J'ai perdu énormément d'objectivité vis à vis de ce livre. Il est malheureusement malmené, écorché, démystifié par une partie de l'élite politique, médiatique et littéraire. C'est par là que je vais débuter ma critique.


Il est extrêmement dommageable qu'une oeuvre -quelqu'elle soit- fasse office d'argument presque sacro-saint pour parler d'un auteur. L'actualité récente a même aggravé ce fait.
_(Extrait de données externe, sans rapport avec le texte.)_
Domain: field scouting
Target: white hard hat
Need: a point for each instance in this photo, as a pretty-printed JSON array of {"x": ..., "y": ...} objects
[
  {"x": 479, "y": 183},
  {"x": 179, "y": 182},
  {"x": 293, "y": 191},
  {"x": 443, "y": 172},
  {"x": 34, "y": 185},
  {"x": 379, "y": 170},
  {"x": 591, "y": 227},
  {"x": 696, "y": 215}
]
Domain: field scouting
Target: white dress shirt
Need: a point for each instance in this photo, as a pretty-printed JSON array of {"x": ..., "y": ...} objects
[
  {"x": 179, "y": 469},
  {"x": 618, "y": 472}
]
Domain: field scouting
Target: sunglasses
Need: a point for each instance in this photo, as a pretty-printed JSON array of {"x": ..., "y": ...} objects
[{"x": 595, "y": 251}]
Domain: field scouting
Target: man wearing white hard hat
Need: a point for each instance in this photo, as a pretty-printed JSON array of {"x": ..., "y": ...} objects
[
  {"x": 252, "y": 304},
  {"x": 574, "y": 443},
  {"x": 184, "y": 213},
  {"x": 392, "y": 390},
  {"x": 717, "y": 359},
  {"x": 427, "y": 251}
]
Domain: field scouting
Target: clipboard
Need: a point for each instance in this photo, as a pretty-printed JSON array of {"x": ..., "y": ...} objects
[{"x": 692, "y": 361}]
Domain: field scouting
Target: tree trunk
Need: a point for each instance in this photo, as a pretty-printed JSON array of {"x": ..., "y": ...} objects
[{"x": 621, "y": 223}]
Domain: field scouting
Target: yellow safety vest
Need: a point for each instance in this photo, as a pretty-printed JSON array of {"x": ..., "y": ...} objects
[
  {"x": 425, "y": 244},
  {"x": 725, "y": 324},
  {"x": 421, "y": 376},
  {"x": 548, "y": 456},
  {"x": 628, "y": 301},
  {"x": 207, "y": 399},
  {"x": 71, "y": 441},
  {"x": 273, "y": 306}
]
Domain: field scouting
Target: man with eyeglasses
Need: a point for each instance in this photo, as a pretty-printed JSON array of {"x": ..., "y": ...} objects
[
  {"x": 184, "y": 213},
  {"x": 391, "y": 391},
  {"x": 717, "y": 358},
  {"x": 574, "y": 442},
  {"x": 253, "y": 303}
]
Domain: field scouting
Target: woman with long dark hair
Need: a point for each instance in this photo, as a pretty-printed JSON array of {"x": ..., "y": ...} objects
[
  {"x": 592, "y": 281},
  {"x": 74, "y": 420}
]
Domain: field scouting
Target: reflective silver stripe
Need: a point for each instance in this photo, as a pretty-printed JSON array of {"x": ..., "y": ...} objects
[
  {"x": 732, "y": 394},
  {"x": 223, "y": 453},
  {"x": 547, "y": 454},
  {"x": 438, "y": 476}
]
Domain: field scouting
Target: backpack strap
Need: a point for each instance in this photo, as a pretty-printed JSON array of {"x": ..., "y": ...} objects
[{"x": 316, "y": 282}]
L'idée, chuchotée à demi-mot, d'une réédition prochaine des pamphlets à fait ressortir de le débat habituel de la séparation de l'oeuvre et l'auteur (séparation stupide mais là n'est pas le sujet). Et comme toujours avec Ferdinand nous avons eu le lot de ces "Céliniens" autoproclamés, adorant "la verve du voyage", haïssant "celle de bagatelle". C'est ce qui est bien avec le voyage, il permet de mettre en lumière les faux amateurs. En effet, aucun d'entre eux n'a l'idée d'opposer à la triplette pamphlétaire maudite "Guignol's Band", "Casse Pipe", "D'un château l'autre" ou que sais-je encore. Les plus téméraires évoqueront un vague souvenir de "Mort à crédit" mais ça n'ira jamais plus loin. Et c'est bien là le problème. Aussi extraordinaire soit cet ouvrage, il finit par occulter le reste de l'oeuvre du Docteur Destouches. Et pourtant, de son propre avis (et du mien) il ne s'agit pas là de son meilleur roman puisque son style n'était pas totalement abouti.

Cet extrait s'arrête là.